Dengan demikian, kita tahu bahwa pensyari’atan jamak dalam shalat bertujuan untuk memberikan kemudahan kepada umat ini dalam masalah-masalah yang menyusahkan mereka.

Baca juga : Cara Meruqyah dan Ikhtiar untuk Melembutkan Hati Anak yang Keras Agar Jadi Baik

Syaikhul Islâm Ibnu Taimiyah rahimahullah menjelaskan bahwa para pekerja industri dan petani apabila pada waktu tertentu mengalami kesulitan (masyaqqah) , seperti lokasi air yang jauh dari tempat pelaksanaan shalat.

Sehingga jika mereka pergi ke lokasi air dan bersuci bisa mengakibatkan hilangnya pekerjaan yang dibutuhkan.

Jika demikian kondisinya, maka mereka boleh shalat di waktu musytarak (waktu yang diperbolehkan melaksanakan dua shalat)  lalu menjamak (menggabungkan) dua shalat. (Majmû’ al-Fatâwâ, 21/458).
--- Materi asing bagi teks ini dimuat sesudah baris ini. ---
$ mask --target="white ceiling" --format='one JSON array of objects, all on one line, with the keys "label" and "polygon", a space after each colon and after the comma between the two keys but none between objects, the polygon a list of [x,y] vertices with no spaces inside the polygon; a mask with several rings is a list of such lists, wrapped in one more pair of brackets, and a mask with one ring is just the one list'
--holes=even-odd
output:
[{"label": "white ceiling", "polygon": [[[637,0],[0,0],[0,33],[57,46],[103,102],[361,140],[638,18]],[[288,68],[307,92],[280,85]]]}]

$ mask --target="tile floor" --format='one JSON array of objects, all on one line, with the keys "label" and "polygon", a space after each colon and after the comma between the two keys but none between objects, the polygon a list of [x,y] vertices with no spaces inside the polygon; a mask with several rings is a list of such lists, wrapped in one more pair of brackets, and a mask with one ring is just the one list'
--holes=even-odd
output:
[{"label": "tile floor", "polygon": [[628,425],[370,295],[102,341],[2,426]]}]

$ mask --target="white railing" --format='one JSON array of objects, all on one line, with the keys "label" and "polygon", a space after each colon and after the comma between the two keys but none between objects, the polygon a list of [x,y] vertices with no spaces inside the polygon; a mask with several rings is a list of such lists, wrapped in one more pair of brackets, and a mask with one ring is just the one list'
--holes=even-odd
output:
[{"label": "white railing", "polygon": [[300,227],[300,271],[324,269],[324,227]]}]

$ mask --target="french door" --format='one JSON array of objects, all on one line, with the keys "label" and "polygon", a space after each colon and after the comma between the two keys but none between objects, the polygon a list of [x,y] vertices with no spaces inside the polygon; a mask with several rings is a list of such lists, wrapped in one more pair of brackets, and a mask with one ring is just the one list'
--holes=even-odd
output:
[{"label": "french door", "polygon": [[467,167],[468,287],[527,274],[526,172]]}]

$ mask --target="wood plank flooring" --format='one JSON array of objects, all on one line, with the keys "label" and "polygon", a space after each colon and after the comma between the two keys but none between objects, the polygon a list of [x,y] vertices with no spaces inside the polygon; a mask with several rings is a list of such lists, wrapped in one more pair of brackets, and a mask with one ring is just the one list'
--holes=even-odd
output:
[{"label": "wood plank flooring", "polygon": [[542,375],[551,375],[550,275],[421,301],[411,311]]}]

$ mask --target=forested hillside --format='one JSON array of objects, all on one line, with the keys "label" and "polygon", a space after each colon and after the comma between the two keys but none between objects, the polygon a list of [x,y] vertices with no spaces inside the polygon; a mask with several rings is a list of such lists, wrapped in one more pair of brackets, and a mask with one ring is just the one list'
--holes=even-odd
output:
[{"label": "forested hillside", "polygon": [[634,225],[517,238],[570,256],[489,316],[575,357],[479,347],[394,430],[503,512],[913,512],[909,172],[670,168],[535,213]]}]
Maka, semoga hal ini bisa dipahami dengan baik, kebolehan menjamak shalat tanpa udzur sakit atau musafir, tidak lantas membolehkan kita terus-terusan menjamak shalat setiap harinya.

Allah dan RasulNya tidak pernah memberatkan kita dengan syariatNya, jangan sampai kita menggampangkannya. Wallaahualam.